Потом выдалось несколько спокойных дней; я приободрилась и даже решила, что пора как-то переустроить свою жизнь, но затишье не продлилось и недели. Весь первый год моя дочка практически не спала: она часами плакала, извиваясь всем своим хрупким тельцем; откуда только силы брались. Успокаивалась она, только когда я носила ее на руках взад-вперед по квартире, приговаривая: «Девочка моя, мамино солнышко, доченька будет умницей, сейчас закроет глазки и заснет». Но мамино солнышко спать отказывалось наотрез, как будто, как отец, боялось сна. Что с ней? Животик болит? Или она голодная? Или чувствует себя брошенной из-за того, что я не смогла кормить ее грудью? Или все-таки ее сглазили? Что за демон мог вселиться в это крошечное создание? А со мной что? Что за яд в моем молоке? И что это было с ногой? Неужели это все моя мать? Наказывает меня за то, что я не захотела быть похожей на нее? Или это что-то еще?
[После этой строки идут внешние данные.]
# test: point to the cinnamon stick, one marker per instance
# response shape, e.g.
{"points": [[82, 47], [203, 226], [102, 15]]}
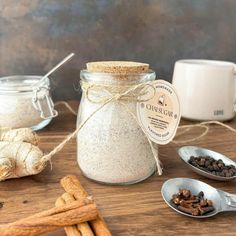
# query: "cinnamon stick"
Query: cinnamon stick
{"points": [[70, 230], [52, 219], [84, 227], [72, 185]]}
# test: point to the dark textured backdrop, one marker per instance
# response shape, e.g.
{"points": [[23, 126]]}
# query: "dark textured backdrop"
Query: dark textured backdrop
{"points": [[36, 34]]}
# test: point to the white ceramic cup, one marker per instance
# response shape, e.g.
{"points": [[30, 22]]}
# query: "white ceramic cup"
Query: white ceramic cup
{"points": [[206, 89]]}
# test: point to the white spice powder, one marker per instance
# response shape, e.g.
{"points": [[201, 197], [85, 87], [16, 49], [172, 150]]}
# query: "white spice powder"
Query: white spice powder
{"points": [[112, 148], [17, 111]]}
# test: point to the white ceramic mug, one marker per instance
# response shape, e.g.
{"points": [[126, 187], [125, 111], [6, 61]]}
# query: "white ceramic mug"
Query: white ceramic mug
{"points": [[206, 89]]}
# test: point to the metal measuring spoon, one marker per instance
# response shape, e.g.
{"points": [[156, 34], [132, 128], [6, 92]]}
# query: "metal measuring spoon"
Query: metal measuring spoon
{"points": [[186, 152], [222, 201]]}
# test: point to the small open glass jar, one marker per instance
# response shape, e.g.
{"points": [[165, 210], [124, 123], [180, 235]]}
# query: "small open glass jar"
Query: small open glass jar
{"points": [[25, 101], [112, 147]]}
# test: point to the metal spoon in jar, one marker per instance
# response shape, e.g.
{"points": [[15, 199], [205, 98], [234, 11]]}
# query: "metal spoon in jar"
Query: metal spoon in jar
{"points": [[222, 201], [186, 152]]}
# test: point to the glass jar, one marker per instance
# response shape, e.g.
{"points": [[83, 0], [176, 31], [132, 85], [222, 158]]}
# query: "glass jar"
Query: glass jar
{"points": [[25, 101], [112, 147]]}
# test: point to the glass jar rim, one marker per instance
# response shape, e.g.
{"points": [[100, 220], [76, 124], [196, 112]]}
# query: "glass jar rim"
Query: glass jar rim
{"points": [[116, 78], [22, 83]]}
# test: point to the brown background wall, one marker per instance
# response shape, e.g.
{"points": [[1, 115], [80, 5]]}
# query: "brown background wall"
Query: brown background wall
{"points": [[36, 34]]}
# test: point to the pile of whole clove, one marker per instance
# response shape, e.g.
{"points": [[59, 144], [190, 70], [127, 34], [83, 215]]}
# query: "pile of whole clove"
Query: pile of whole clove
{"points": [[212, 166], [191, 204]]}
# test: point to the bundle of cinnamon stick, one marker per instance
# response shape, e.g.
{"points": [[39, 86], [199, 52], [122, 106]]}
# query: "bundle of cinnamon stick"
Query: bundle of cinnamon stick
{"points": [[74, 210]]}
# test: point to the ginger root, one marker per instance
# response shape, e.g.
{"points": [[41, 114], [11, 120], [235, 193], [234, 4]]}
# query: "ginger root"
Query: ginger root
{"points": [[18, 154]]}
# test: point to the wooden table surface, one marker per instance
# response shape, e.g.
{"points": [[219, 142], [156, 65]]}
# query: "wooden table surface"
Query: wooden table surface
{"points": [[128, 210]]}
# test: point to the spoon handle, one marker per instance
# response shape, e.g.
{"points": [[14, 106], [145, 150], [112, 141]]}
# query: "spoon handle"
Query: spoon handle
{"points": [[230, 200]]}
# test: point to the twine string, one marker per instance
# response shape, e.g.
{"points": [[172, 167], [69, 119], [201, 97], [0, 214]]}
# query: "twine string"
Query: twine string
{"points": [[111, 98]]}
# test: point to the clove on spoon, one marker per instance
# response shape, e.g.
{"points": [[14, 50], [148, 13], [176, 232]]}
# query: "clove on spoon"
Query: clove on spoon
{"points": [[195, 205]]}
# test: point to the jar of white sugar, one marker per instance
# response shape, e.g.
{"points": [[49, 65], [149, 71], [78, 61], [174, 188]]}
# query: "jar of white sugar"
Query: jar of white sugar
{"points": [[25, 101], [112, 148]]}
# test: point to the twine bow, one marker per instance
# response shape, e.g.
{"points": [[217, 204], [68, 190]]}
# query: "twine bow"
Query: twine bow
{"points": [[113, 93]]}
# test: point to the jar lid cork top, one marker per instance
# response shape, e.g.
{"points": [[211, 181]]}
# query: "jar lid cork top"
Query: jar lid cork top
{"points": [[118, 67]]}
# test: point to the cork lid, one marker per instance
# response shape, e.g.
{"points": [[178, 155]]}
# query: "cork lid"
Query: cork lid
{"points": [[118, 67]]}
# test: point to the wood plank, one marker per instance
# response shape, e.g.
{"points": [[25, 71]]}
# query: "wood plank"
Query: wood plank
{"points": [[129, 210]]}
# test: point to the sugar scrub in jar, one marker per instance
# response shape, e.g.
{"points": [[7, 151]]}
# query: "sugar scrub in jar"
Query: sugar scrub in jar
{"points": [[111, 146], [25, 101]]}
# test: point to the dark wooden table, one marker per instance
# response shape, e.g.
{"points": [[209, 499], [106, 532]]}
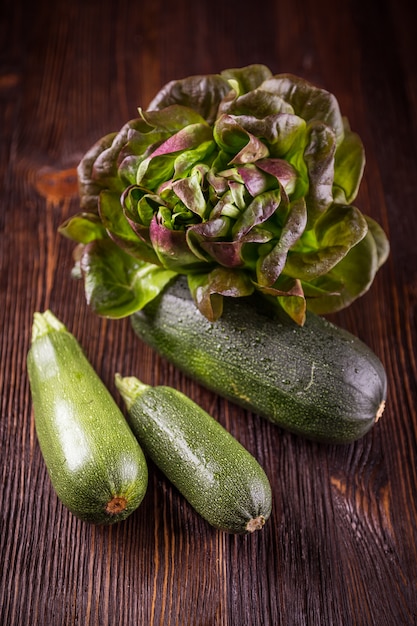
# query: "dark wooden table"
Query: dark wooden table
{"points": [[341, 546]]}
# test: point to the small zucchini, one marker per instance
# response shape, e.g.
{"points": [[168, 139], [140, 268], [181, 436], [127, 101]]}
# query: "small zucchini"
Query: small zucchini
{"points": [[94, 461], [219, 478], [317, 380]]}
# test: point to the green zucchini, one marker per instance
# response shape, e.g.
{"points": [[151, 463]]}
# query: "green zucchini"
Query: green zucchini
{"points": [[95, 463], [316, 380], [219, 478]]}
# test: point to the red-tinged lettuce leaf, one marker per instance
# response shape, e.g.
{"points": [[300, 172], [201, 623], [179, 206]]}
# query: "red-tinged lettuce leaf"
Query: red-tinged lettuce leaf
{"points": [[287, 295], [202, 93], [319, 158], [115, 283], [172, 249], [270, 266], [308, 101], [336, 231], [119, 230], [208, 289], [349, 167], [352, 276], [235, 140]]}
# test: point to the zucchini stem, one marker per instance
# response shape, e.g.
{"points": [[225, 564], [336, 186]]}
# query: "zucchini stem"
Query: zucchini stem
{"points": [[130, 388], [44, 323]]}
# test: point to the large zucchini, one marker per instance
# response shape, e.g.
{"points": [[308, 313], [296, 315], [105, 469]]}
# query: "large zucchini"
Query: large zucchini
{"points": [[317, 380]]}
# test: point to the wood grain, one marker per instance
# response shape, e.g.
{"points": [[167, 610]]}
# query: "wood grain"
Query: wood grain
{"points": [[341, 546]]}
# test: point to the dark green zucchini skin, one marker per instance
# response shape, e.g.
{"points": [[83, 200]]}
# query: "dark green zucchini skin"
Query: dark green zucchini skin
{"points": [[94, 461], [318, 380], [219, 478]]}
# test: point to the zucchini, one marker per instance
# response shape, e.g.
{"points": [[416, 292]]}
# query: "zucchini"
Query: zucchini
{"points": [[316, 380], [218, 477], [94, 461]]}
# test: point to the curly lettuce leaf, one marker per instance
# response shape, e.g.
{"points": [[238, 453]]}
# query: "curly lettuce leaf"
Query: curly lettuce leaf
{"points": [[116, 284]]}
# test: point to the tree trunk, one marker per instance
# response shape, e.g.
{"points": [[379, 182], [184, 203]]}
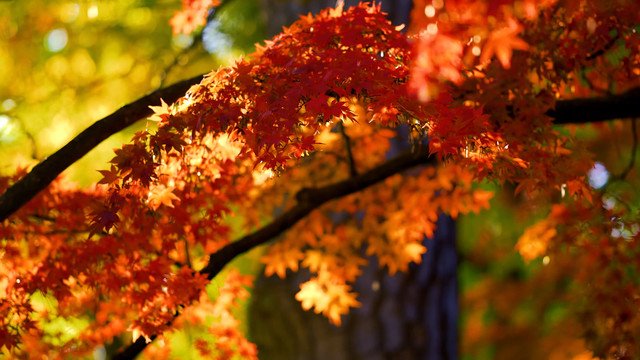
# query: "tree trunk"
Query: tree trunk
{"points": [[407, 316]]}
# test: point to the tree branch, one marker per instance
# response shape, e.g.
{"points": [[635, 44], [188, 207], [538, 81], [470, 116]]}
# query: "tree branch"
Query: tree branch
{"points": [[309, 199], [576, 111], [588, 110], [47, 170]]}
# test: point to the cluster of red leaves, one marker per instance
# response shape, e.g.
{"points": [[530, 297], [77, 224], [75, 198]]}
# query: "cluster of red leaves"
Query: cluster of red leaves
{"points": [[287, 111], [194, 14]]}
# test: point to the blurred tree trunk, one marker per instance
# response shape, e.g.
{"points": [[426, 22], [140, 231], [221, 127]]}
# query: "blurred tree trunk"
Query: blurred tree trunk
{"points": [[279, 13], [407, 316]]}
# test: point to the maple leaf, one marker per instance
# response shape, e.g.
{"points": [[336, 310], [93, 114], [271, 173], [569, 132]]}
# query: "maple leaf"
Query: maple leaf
{"points": [[161, 195], [502, 42], [109, 176], [160, 113]]}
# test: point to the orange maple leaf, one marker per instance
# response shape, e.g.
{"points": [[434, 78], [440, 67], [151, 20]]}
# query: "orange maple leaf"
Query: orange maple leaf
{"points": [[502, 42], [161, 195]]}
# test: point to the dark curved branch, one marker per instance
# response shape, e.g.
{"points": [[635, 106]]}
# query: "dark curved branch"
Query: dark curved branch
{"points": [[574, 111], [596, 109], [47, 170], [309, 199]]}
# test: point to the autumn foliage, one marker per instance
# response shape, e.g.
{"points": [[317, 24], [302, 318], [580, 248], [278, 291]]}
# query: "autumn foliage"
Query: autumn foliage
{"points": [[470, 89]]}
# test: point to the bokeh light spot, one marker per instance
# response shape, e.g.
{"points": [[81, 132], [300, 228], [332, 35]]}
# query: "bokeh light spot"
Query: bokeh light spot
{"points": [[8, 104], [56, 40], [215, 41], [598, 175]]}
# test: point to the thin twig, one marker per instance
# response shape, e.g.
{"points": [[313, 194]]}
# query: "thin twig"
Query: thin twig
{"points": [[347, 144], [308, 199], [633, 151]]}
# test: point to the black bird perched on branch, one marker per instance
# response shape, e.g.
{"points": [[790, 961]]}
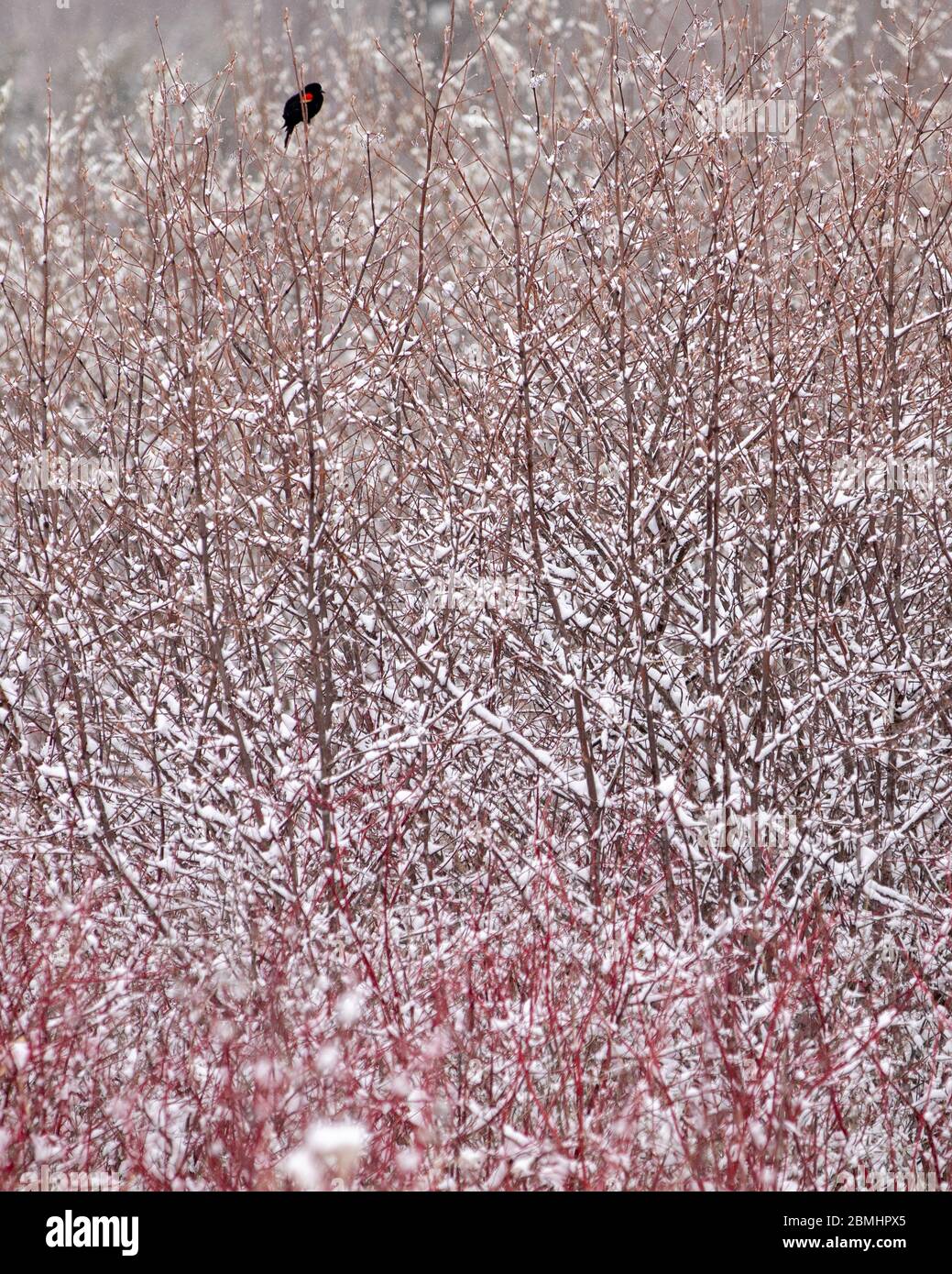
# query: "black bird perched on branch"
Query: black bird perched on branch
{"points": [[310, 98]]}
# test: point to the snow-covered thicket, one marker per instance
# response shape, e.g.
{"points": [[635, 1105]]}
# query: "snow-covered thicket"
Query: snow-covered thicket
{"points": [[475, 683]]}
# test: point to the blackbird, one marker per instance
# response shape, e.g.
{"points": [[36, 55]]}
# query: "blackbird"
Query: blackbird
{"points": [[310, 98]]}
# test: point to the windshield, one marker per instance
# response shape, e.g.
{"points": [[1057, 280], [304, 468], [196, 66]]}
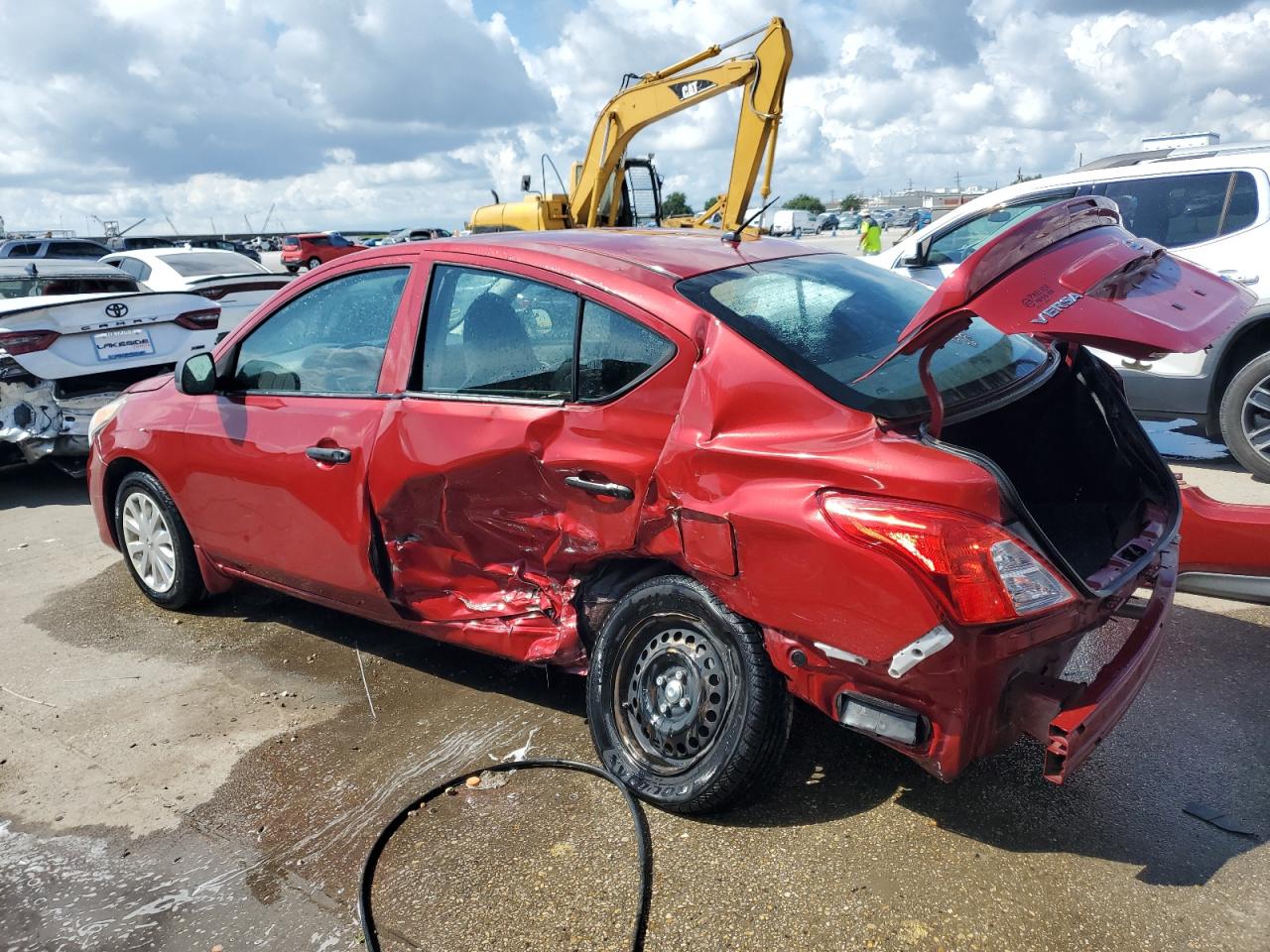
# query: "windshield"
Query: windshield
{"points": [[191, 264], [830, 317]]}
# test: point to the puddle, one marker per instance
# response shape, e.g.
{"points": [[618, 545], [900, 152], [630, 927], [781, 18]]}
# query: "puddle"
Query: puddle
{"points": [[1175, 442]]}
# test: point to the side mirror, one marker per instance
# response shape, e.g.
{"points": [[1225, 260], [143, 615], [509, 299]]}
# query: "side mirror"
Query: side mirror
{"points": [[195, 375]]}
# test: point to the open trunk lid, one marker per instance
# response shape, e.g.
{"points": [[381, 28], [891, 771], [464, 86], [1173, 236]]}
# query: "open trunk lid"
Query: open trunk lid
{"points": [[1071, 272]]}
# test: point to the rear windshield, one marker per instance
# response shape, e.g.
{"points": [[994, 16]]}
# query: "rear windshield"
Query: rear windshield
{"points": [[191, 264], [829, 318]]}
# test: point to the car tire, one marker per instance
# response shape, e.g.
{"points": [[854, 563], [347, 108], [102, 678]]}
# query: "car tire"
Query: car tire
{"points": [[1245, 416], [157, 546], [712, 739]]}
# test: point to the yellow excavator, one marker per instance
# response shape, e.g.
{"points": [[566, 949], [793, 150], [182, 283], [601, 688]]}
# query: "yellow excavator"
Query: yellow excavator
{"points": [[607, 188]]}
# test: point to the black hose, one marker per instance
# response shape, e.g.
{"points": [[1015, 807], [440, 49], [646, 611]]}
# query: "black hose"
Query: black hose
{"points": [[643, 841]]}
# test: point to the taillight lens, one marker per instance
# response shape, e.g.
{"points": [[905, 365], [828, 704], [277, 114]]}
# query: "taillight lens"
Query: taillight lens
{"points": [[199, 320], [980, 571], [27, 341]]}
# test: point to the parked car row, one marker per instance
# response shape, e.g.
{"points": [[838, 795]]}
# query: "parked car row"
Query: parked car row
{"points": [[1207, 204], [75, 333]]}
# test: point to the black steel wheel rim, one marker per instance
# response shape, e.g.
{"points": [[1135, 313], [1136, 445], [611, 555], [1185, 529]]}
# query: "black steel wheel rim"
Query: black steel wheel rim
{"points": [[676, 683], [1256, 416]]}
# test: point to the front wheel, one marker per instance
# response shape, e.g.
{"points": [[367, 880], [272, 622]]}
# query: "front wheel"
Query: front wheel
{"points": [[155, 542], [1245, 416], [683, 701]]}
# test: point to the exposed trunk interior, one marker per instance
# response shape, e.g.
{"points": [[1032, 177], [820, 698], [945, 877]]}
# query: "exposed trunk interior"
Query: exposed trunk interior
{"points": [[1079, 462]]}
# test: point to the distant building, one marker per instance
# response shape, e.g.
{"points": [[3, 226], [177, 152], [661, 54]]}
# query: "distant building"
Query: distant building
{"points": [[1180, 140]]}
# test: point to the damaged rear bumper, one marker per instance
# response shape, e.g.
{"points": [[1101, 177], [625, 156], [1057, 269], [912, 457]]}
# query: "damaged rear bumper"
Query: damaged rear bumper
{"points": [[987, 687], [40, 422], [1072, 720]]}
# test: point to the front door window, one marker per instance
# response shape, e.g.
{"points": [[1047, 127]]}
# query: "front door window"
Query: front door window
{"points": [[327, 340]]}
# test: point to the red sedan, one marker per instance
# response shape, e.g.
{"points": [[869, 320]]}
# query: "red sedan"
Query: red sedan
{"points": [[712, 475]]}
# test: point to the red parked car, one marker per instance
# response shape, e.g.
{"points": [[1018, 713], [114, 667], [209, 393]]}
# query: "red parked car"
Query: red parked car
{"points": [[316, 249], [711, 475]]}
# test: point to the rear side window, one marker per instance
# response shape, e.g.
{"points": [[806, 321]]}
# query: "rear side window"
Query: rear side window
{"points": [[135, 267], [1178, 211], [76, 250], [191, 264], [327, 340], [615, 353], [498, 334], [829, 318]]}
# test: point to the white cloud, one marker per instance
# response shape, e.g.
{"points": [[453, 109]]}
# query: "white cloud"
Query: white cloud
{"points": [[389, 112]]}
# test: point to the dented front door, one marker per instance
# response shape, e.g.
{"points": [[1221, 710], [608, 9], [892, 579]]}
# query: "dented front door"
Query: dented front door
{"points": [[493, 483]]}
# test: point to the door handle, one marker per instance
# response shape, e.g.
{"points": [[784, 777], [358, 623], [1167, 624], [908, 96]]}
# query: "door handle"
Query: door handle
{"points": [[329, 454], [598, 488]]}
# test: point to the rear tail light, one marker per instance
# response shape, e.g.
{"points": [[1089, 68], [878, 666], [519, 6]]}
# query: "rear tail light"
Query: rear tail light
{"points": [[980, 571], [27, 341], [199, 320]]}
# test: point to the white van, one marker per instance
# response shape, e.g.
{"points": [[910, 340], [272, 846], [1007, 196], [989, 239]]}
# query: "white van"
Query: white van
{"points": [[1209, 204], [793, 221]]}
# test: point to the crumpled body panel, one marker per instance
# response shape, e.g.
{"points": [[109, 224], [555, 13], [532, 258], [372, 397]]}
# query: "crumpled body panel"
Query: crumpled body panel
{"points": [[484, 543], [40, 422], [483, 540]]}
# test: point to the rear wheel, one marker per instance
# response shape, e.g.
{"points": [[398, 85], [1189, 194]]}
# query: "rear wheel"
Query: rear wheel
{"points": [[155, 542], [1245, 416], [683, 701]]}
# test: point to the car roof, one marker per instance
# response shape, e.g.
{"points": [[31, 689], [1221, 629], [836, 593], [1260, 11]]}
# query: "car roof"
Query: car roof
{"points": [[56, 268], [1135, 166], [671, 253], [155, 254]]}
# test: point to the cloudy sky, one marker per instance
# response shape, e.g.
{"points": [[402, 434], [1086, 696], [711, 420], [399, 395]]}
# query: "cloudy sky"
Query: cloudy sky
{"points": [[382, 113]]}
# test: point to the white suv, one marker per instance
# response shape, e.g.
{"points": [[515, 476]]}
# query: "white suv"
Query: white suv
{"points": [[1209, 204]]}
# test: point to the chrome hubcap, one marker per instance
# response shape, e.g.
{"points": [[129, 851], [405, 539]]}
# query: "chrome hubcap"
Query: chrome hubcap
{"points": [[672, 694], [149, 543], [1256, 417]]}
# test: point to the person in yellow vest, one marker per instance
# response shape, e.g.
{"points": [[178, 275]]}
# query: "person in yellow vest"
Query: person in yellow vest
{"points": [[870, 235]]}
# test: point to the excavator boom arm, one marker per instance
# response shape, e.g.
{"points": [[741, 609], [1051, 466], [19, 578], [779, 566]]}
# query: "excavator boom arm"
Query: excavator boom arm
{"points": [[661, 94]]}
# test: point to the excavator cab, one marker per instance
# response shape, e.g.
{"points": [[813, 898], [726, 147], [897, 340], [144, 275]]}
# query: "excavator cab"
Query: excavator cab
{"points": [[760, 75], [642, 195]]}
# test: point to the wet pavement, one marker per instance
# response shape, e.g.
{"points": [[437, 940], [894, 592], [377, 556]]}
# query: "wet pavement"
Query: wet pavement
{"points": [[214, 778]]}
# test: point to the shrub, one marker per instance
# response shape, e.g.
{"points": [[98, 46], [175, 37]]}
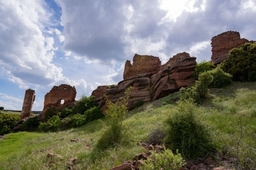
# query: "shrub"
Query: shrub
{"points": [[139, 103], [115, 115], [77, 120], [156, 137], [163, 160], [65, 123], [203, 67], [241, 62], [50, 112], [8, 122], [220, 78], [199, 91], [92, 114], [30, 124], [187, 134], [51, 124], [84, 104]]}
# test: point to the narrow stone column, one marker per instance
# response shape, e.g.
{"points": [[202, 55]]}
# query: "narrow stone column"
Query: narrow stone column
{"points": [[27, 103]]}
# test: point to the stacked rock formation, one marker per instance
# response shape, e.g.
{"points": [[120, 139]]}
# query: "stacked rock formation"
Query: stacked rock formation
{"points": [[223, 43], [149, 79], [60, 97]]}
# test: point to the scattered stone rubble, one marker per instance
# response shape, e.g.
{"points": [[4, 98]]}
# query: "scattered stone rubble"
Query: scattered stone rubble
{"points": [[200, 164]]}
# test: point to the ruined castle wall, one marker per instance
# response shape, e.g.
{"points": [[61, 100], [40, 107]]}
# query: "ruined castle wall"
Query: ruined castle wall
{"points": [[27, 103]]}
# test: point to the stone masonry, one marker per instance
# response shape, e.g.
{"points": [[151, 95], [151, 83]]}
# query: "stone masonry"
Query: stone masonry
{"points": [[27, 103]]}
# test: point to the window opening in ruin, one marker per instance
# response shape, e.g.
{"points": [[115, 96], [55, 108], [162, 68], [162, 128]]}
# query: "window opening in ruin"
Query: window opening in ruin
{"points": [[62, 101]]}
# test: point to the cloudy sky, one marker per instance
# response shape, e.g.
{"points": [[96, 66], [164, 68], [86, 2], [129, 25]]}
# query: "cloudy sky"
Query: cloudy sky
{"points": [[85, 43]]}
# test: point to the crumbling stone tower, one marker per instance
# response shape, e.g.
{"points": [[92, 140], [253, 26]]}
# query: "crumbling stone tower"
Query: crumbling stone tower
{"points": [[27, 103]]}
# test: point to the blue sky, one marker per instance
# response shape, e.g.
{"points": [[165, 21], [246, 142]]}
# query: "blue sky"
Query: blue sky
{"points": [[85, 43]]}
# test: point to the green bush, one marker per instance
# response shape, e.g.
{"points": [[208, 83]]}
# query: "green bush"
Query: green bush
{"points": [[30, 124], [52, 124], [203, 67], [241, 62], [84, 104], [77, 120], [187, 134], [156, 137], [199, 91], [50, 112], [220, 78], [163, 160], [115, 115], [8, 122], [65, 123], [93, 113]]}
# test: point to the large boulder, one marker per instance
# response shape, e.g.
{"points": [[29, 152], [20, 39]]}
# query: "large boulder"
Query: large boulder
{"points": [[149, 83], [59, 97], [223, 43]]}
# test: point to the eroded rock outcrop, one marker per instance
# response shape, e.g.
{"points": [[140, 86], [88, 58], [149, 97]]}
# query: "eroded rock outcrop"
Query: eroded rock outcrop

Как-то ночью я словно наяву услышала голос Джильолы, которая рассказывала всему кварталу, что Лила колдунья, умеет управлять огнем и душить младенцев еще в утробе. Меня охватил стыд: надо было срочно что-то предпринимать, иначе я рехнусь. Я попробовала оставить малышку с Пьетро: он привык работать по ночам и не так уставал. «Не могу больше, разбуди меня через пару часов», – сказала я, легла и мгновенно провалилась в сон. Но вскоре проснулась: ребенок надрывался плачем. Я подождала немного, плач не стихал, и я встала. Пьетро затащил люльку в кабинет и, не обращая внимания на дочь, невозмутимо сидел над книгой; рядом лежали заполненные карточки. Вот тут меня прорвало. «Тебе вообще на все плевать, тебе работа важнее собственной дочери!» – заорала я на него на диалекте. Муж холодно и спокойно предложил мне выйти за дверь и забрать люльку: ему надо закончить важную статью для английского журнала, а сроки поджимают. Больше я не просила у него помощи, а когда он сам предлагал посидеть с дочкой, говорила: «Спасибо, не надо, иди работай, у тебя куча своих дел». После ужина он какое-то время робко и растерянно крутился вокруг меня, а потом закрывался в кабинете и работал до глубокой ночи.

65

Я чувствовала себя всеми покинутой, но в то же время была уверена, что я это заслужила: я не могла обеспечить безмятежную жизнь собственному ребенку. Мне становилось все страшнее. Организм отторгал роль матери, но я стискивала зубы и продолжала делать то, что должна была делать. Я старалась не обращать внимания на боль в ноге, но она вернулась и становилась все сильнее. Я делала вид, что все нормально, и изматывала себя тяжелой работой. В доме не было лифта, и я таскала по лестнице коляску с ребенком, сумки из магазина, убирала квартиру, готовила еду и думала о том, что старею раньше времени и становлюсь страшной, как женщины из нашего квартала. Когда отчаяние достигало пика, мне непременно – именно в этот момент – звонила Лила.